Want a migraine? Have a distributor failure that allows the resin to pass into a home. Not only do you have to repair the system, but the real entertainment is trying to get all the resin out of the house. The resin likes to settle in the water heater, but when you open the drain valve, the resin will stir up and only partially drain from the valve. You have to wait for the resin to settle again to the bottom and repeat the process until the resin is extracted. Transport the system in a vertical position or load the media on site to avoid a world of frustration. If you find that the resin beads to service are consistently very small, check for a system that is plumbed in backwards.

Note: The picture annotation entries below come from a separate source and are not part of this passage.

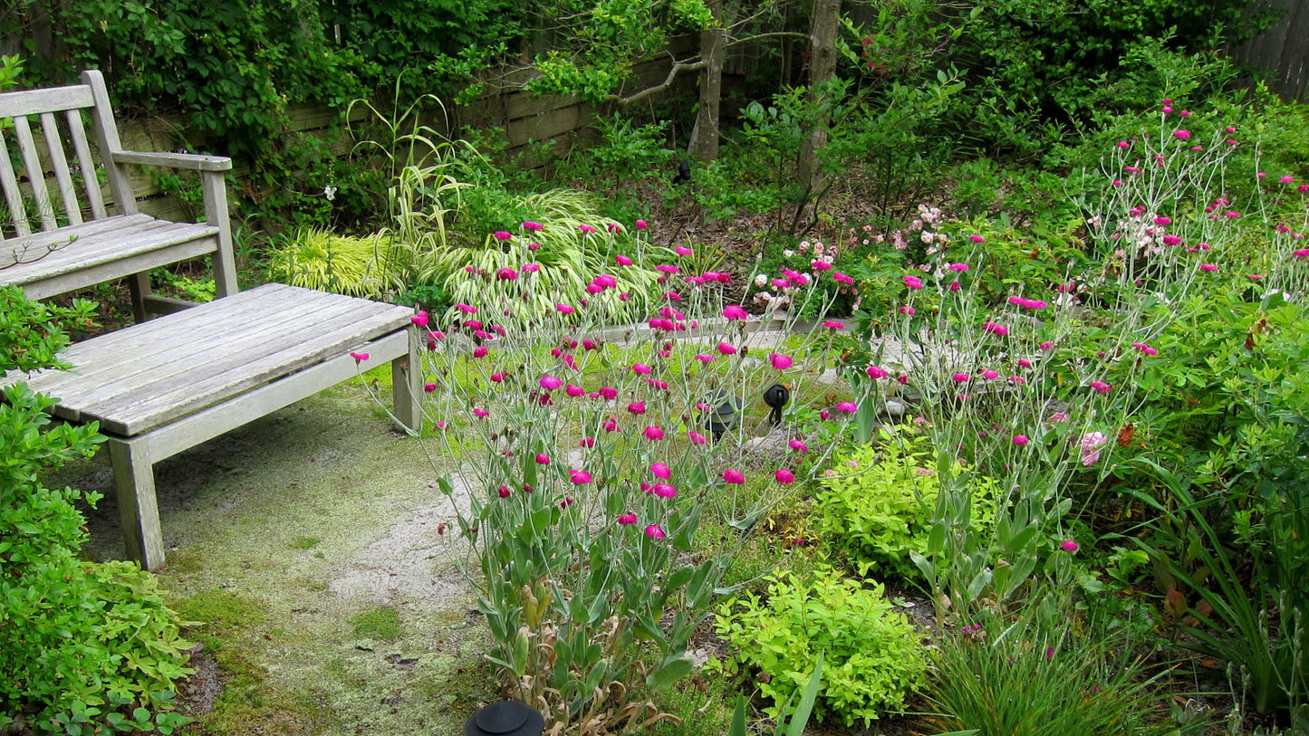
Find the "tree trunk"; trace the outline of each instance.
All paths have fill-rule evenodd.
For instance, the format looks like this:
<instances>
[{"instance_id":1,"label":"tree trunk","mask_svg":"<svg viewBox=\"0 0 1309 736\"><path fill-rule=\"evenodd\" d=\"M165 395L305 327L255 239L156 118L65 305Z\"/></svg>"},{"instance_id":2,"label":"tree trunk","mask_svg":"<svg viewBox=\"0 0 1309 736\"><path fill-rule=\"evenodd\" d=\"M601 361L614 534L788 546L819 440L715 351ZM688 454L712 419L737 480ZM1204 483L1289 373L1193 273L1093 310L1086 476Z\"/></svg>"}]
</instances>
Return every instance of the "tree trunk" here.
<instances>
[{"instance_id":1,"label":"tree trunk","mask_svg":"<svg viewBox=\"0 0 1309 736\"><path fill-rule=\"evenodd\" d=\"M719 158L719 103L723 99L723 0L712 0L713 25L700 31L700 58L704 71L700 72L700 107L691 128L691 142L687 145L687 158L708 162Z\"/></svg>"},{"instance_id":2,"label":"tree trunk","mask_svg":"<svg viewBox=\"0 0 1309 736\"><path fill-rule=\"evenodd\" d=\"M809 18L809 94L816 106L825 101L818 95L833 75L836 73L836 35L840 31L840 0L814 0L813 16ZM818 166L818 152L827 145L827 115L812 120L813 129L800 148L798 175L812 193L822 188L822 167Z\"/></svg>"}]
</instances>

Don’t be a hard head and insist that it is plumbed correctly. Water flowing up flow to service will lift the resin fines up to and through the slots of the top screen and into the service flow.
Calculating Water Flow
Hard water is often intermittent. You may find soft water after a system regenerates, but hard water before the calculated regeneration takes place. Last time we covered how to make reasoned, realistic capacity calculations. If all your calculations make sense and everything checks out from an operational standpoint, take a look at another possibility. Hopefully we are no longer using time clock softener systems initiated by a set number of days; these are anathema except in a few specific applications. Most modern systems use a flow meter to count the volume of water used in order initiate the regeneration, at least in theory, just before exhaustion of the systems capacity occurs. Most residential systems can count water flows down to about 0.25 gal per minute (gpm). This seems perfectly adequate, as not many water flow demands fall under this parameter. However, a small leak in a toilet float, faucet or any of a number of other water devices can lead to a huge water flow disparity. A continuous leak of just 0.05 gpm will result in a loss of 72 gal per day of softened water. This is like adding an extra person to the family and not counting their water use. Put on your Johnny Dollar detective hat and correct any small leaks. If you don’t take this extra step, the user will look to you for answers as to why the softener does not maintain soft water at the expected capacity.
Practice these troubleshooting steps and watch your return calls diminish, while your customer service satisfaction and profits increase.